For AWS, GCP, and Azure, Flyte can inject cloud-provider sidecars. These sidecars run as init-containers to download secrets into a shared volume.

  • AWS: Uses docker.io/amazon/aws-secrets-manager-secret-sidecar.
  • GCP: Uses gcr.io/google.com/cloudsdktool/cloud-sdk:alpine.
  • Azure: Uses mcr.microsoft.com/azure-cli:cbl-mariner2.0.

These are configured via AWSSecretManagerConfig, GCPSecretManagerConfig, and AzureSecretManagerConfig in flyteplugins/go/tasks/pluginmachinery/secret/config/config.go.

Troubleshooting and Gotchas

GCP Binary Secrets

GCP Secret Manager stores values as binary.

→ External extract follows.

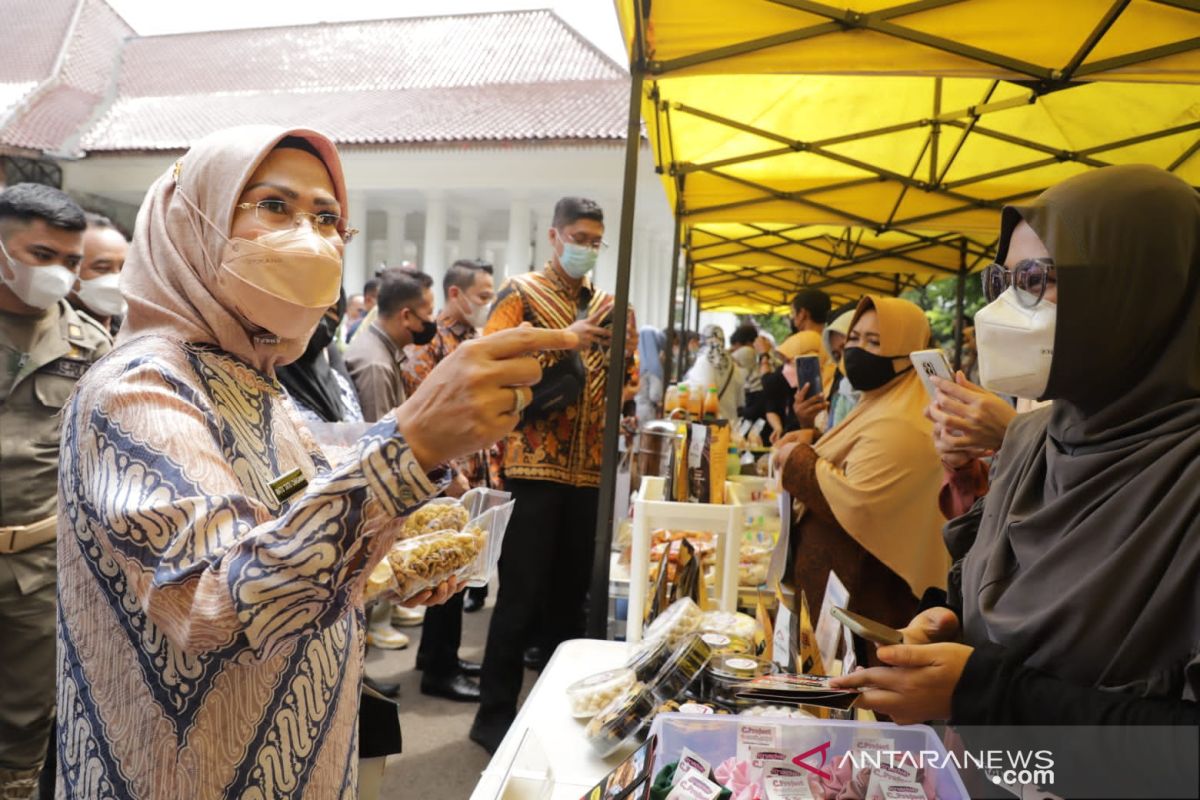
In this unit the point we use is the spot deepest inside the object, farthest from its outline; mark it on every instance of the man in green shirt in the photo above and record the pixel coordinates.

If you attempt to mount a GCP secret as an environment variable, Flyte validates that the binary is a valid UTF-8 string.

// From flyteplugins/go/tasks/pluginmachinery/secret/embedded_secret_manager.go
if !utf8.Valid(secretValue.BinaryValue) {
    return pod, false, fmt.Errorf(
        "secret %q is attempted to be mounted as an environment variable, "+
            "but has a binary value that is not a valid UTF-8 string; mount "+
            "as a file instead", secret.Key)
}

Environment Variable Prefixes

Flyte uses several environment variables to communicate secret locations to the task code:

  • FLYTE_SECRETS_DEFAULT_DIR: The directory where file-mounted secrets are stored (default: /etc/flyte/secrets).
  • FLYTE_SECRETS_ENV_PREFIX: The prefix used for secret environment variables (default: _UNION_).

Missing Labels

The EmbeddedSecretManager will fail to inject secrets if the Pod is missing the required organization, project, or domain labels, as it cannot construct the lookup path.